Altruism: Doing Well by Doing Good ?>

Altruism: Doing Well by Doing Good

by Berkeley Wellness

An unselfish regard for the welfare of oth­ers—altruism—is a virtue in nearly all reli­gions and cultures. Some evolutionary psychologists say we’re wired to help oth­ers. Such conduct is also seen in many other animals, including chimpanzees and ele­phants. Even bees take care of each other.

Gain for oneself is not uppermost in the mind of an altruist. Yet most of us believe that “give and you shall receive.” The idea that giv­ing benefits the giver as well as the receiver usually derives from the hope that if you pro­vide help to those in need, this may be an example to others and one day they may be there when you need someone to help you.

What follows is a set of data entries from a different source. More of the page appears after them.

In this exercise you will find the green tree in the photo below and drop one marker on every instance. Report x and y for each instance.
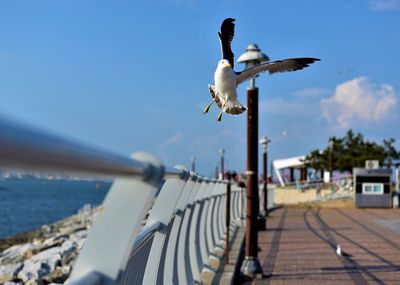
(351, 151)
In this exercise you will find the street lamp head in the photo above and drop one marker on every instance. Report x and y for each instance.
(253, 56)
(264, 142)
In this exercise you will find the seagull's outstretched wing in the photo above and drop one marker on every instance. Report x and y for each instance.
(226, 35)
(286, 65)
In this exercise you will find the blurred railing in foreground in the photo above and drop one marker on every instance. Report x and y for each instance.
(185, 224)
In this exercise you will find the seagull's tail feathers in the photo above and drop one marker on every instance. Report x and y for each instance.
(234, 107)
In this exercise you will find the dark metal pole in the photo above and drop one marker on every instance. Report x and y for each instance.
(222, 165)
(251, 266)
(228, 217)
(193, 164)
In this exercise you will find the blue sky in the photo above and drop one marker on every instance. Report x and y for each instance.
(132, 75)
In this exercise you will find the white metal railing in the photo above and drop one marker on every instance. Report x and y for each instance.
(185, 226)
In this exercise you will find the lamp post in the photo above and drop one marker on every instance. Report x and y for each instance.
(251, 265)
(222, 153)
(264, 142)
(331, 162)
(193, 159)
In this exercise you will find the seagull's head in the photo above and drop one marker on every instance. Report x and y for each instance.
(224, 63)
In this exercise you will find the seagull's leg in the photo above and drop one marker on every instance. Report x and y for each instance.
(219, 118)
(207, 108)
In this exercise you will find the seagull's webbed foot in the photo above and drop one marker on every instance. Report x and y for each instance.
(219, 118)
(207, 108)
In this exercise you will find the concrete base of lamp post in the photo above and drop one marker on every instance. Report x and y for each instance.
(261, 222)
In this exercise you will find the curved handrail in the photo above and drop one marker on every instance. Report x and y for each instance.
(27, 148)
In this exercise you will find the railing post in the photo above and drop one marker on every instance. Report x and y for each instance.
(228, 216)
(110, 240)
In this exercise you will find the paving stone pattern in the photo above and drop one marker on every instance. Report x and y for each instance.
(299, 247)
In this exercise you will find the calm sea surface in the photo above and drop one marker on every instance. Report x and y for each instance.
(26, 204)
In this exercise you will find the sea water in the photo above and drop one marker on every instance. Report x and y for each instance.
(29, 203)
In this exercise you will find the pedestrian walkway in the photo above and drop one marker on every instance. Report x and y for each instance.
(300, 243)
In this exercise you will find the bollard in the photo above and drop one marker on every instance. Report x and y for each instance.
(228, 216)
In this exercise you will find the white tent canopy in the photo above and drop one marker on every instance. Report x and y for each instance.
(293, 162)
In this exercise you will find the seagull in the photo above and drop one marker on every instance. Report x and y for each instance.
(340, 252)
(226, 79)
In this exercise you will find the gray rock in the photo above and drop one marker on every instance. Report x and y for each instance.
(9, 271)
(79, 235)
(13, 283)
(15, 253)
(34, 282)
(33, 270)
(54, 241)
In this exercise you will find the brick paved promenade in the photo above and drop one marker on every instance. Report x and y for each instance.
(299, 246)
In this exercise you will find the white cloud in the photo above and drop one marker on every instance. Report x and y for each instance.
(312, 92)
(359, 101)
(384, 5)
(175, 139)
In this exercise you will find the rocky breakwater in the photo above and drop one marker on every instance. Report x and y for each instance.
(49, 253)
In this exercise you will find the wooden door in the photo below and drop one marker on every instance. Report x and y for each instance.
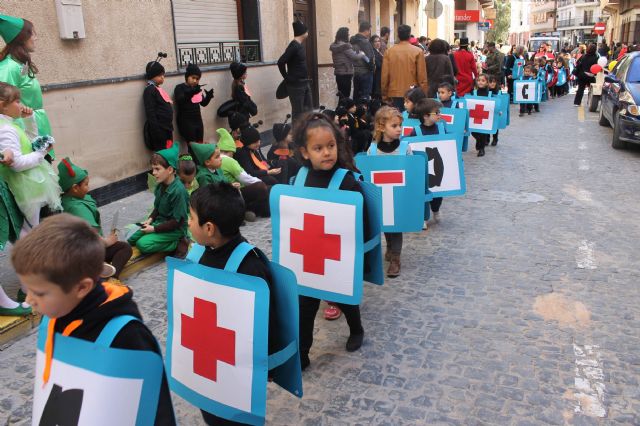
(305, 11)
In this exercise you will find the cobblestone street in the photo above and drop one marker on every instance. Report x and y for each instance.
(520, 307)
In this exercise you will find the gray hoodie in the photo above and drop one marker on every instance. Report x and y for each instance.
(343, 58)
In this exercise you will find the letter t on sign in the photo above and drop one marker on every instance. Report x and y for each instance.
(387, 180)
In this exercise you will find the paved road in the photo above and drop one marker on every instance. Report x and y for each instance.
(520, 307)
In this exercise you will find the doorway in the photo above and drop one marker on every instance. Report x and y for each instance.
(305, 11)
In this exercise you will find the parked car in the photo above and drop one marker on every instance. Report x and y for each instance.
(620, 101)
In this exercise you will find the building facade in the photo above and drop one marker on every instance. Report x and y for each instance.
(576, 19)
(93, 84)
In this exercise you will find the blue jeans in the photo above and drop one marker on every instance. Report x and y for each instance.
(362, 86)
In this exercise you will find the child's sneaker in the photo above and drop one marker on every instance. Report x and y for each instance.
(332, 312)
(249, 216)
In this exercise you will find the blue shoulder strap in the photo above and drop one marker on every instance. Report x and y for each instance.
(301, 177)
(337, 178)
(113, 327)
(373, 149)
(238, 255)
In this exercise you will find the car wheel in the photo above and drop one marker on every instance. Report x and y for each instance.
(616, 143)
(593, 102)
(602, 120)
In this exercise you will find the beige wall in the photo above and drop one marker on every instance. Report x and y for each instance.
(100, 125)
(121, 37)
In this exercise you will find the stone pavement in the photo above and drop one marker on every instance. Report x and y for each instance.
(520, 307)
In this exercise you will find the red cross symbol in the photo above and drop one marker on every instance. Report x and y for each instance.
(314, 245)
(479, 114)
(208, 342)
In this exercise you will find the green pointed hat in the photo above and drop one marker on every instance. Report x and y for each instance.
(10, 27)
(171, 154)
(69, 174)
(225, 141)
(203, 151)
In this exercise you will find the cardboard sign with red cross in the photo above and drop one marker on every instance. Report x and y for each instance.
(217, 340)
(318, 234)
(483, 117)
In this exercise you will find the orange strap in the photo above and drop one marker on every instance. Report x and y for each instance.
(48, 346)
(259, 164)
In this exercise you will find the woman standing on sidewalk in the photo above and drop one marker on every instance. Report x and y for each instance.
(583, 72)
(17, 69)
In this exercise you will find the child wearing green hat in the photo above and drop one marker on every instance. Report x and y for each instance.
(76, 200)
(166, 228)
(254, 191)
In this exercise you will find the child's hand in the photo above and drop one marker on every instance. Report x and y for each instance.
(26, 111)
(7, 158)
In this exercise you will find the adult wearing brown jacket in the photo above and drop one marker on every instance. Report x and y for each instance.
(403, 66)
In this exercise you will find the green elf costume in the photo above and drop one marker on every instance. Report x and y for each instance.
(204, 175)
(170, 213)
(19, 75)
(117, 253)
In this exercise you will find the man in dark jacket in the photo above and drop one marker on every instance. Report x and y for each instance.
(495, 60)
(293, 67)
(364, 68)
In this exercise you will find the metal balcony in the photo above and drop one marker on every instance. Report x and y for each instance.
(218, 52)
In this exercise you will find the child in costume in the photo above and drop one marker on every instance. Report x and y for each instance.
(254, 191)
(189, 97)
(253, 161)
(429, 112)
(216, 212)
(158, 129)
(482, 89)
(10, 225)
(63, 285)
(494, 88)
(528, 75)
(30, 178)
(187, 173)
(323, 149)
(239, 90)
(388, 128)
(411, 98)
(76, 200)
(166, 228)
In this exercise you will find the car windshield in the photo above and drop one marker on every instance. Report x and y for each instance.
(633, 75)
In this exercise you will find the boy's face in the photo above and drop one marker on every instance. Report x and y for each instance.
(215, 161)
(444, 94)
(186, 179)
(201, 234)
(80, 190)
(161, 174)
(193, 80)
(49, 299)
(159, 79)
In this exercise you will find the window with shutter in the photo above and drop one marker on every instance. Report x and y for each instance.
(210, 32)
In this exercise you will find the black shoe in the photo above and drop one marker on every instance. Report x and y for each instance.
(354, 342)
(304, 361)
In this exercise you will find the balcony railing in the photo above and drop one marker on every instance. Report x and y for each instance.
(218, 52)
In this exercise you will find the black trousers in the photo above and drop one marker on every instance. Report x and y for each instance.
(300, 99)
(482, 139)
(344, 84)
(309, 308)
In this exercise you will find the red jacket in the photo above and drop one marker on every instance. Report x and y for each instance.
(467, 71)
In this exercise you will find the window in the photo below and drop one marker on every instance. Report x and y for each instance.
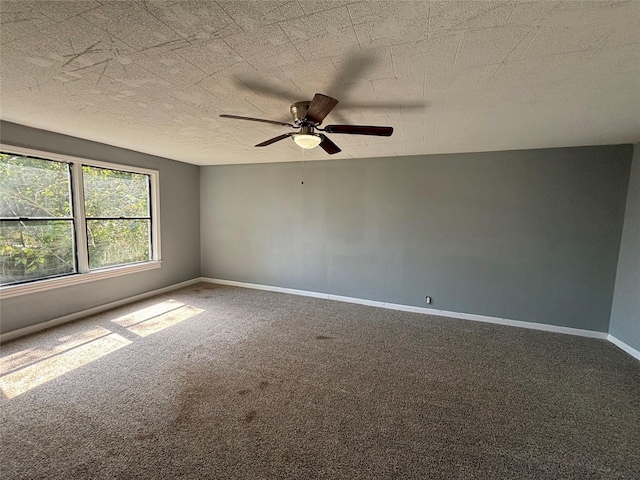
(65, 220)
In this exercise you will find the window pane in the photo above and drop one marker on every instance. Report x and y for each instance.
(111, 193)
(35, 249)
(31, 187)
(116, 242)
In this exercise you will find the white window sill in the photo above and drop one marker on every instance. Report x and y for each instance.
(75, 279)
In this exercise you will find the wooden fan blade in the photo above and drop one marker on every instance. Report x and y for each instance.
(328, 146)
(320, 107)
(237, 117)
(274, 139)
(360, 130)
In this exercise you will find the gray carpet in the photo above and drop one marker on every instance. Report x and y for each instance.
(249, 384)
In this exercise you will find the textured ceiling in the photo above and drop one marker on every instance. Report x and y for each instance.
(153, 76)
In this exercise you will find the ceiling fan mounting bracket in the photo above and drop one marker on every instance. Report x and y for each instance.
(308, 116)
(299, 112)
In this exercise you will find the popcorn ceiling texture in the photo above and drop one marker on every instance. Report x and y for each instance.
(450, 77)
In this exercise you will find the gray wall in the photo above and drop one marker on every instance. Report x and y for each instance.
(625, 313)
(526, 235)
(180, 235)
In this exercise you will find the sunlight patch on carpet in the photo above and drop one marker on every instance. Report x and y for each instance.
(160, 322)
(147, 313)
(32, 355)
(57, 364)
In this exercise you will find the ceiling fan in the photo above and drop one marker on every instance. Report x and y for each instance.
(307, 118)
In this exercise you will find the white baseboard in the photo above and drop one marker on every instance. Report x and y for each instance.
(623, 346)
(393, 306)
(408, 308)
(91, 311)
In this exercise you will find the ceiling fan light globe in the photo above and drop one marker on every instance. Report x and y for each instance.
(307, 140)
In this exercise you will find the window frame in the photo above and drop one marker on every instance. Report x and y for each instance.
(83, 273)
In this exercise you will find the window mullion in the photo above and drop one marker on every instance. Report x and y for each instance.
(80, 224)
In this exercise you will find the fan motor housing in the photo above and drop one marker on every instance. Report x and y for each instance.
(299, 111)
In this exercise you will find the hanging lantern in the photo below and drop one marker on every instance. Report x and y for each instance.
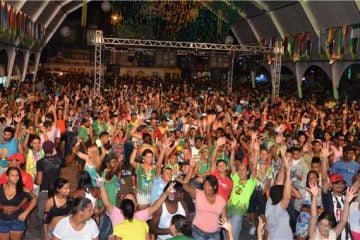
(106, 6)
(65, 31)
(229, 39)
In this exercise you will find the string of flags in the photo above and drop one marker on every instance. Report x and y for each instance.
(333, 43)
(14, 23)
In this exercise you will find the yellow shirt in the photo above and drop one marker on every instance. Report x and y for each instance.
(134, 230)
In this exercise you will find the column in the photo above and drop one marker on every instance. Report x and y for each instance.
(37, 60)
(11, 52)
(25, 64)
(299, 72)
(336, 72)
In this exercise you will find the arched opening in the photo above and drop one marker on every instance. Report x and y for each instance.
(3, 63)
(316, 82)
(288, 81)
(349, 85)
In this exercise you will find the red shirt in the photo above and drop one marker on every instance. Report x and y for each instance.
(27, 180)
(225, 185)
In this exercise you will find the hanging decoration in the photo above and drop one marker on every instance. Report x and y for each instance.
(84, 14)
(169, 20)
(354, 41)
(106, 6)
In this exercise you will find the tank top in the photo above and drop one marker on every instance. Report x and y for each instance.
(89, 196)
(332, 235)
(56, 211)
(337, 153)
(165, 219)
(92, 172)
(145, 179)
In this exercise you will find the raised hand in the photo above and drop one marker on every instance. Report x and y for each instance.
(233, 144)
(99, 181)
(225, 224)
(325, 150)
(313, 189)
(350, 194)
(220, 142)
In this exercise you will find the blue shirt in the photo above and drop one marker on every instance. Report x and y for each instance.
(346, 169)
(10, 146)
(157, 189)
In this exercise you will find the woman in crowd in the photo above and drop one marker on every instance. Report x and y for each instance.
(57, 206)
(79, 225)
(208, 205)
(145, 173)
(85, 189)
(180, 228)
(130, 228)
(323, 226)
(13, 197)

Researchers are finding other ways giv­ing to others rewards the giver. Notably, it can be seen in the larger context of social support, which research has consistently linked to health and longevity.

Where altruism meets social support

Social support may sound like some­thing we receive, but some studies suggest that the biggest health benefit may come from providing support to others, rather than receiving it.

For example, in a study of 846 people over age 65 published in the Ameri­can Journal of Public Health, the subjects were interviewed about stressful events they had experienced in the past year. They were also asked how much they had helped friends or family members—for instance, by providing transportation, doing errands and shopping, performing housework, or providing child care.

After adjusting the data for variables such as age, gender, initial health, personal­ity traits, and support received from others, the researchers found that experiencing stressful events significantly predicted increased mortality over the next five years among people who didn’t provide help to others. It did not do so in helpful people.

“Help given to others is a better predic­tor of health and well-being than are indi­cators of social engagement or received social support,” the researchers concluded. In fact, “social connections may be benefi­cial to the extent that they provide individ­uals with the opportunity to benefit others.” Helping others can also give us meaningful roles that boost self-esteem, mood, and purpose of life, which in turn can enhance mental and physical health.

Do Wealthy People Give Less to Charity?

Wealthy people give more dollars to char­ity because they have more to give. But studies show that middle-class and poorer people give away higher proportions of their money.

Another study of over 3,500 caregivers (average age 63, mostly in the South) found similar results. Researchers reported in the American Journal of Epide­miologythat, on average, the caregivers had a lower mortality rate than their matched non-caregiving counterparts. This was especially true of people taking care of an elderly parent. The researchers con­cluded, “When caregiving is done willingly, at manageable levels, and for individuals who are capable of expressing gratitude, it is reasonable to expect that health benefits might accrue.”

Plenty of studies have found that being a caregiver for a sick or disabled family member can have the opposite effects, tak­ing a heavy toll on health and spirit. Yet the above-mentioned studies suggest that often there’s a silver lining.

If you have time and energy left after helping family and friends, it’s great to do volunteer work in your community. Volun­teering for all sorts of service can enhance health and happiness, research has found. And while people of all ages can benefit, older people—especially the retired—seem to benefit the most.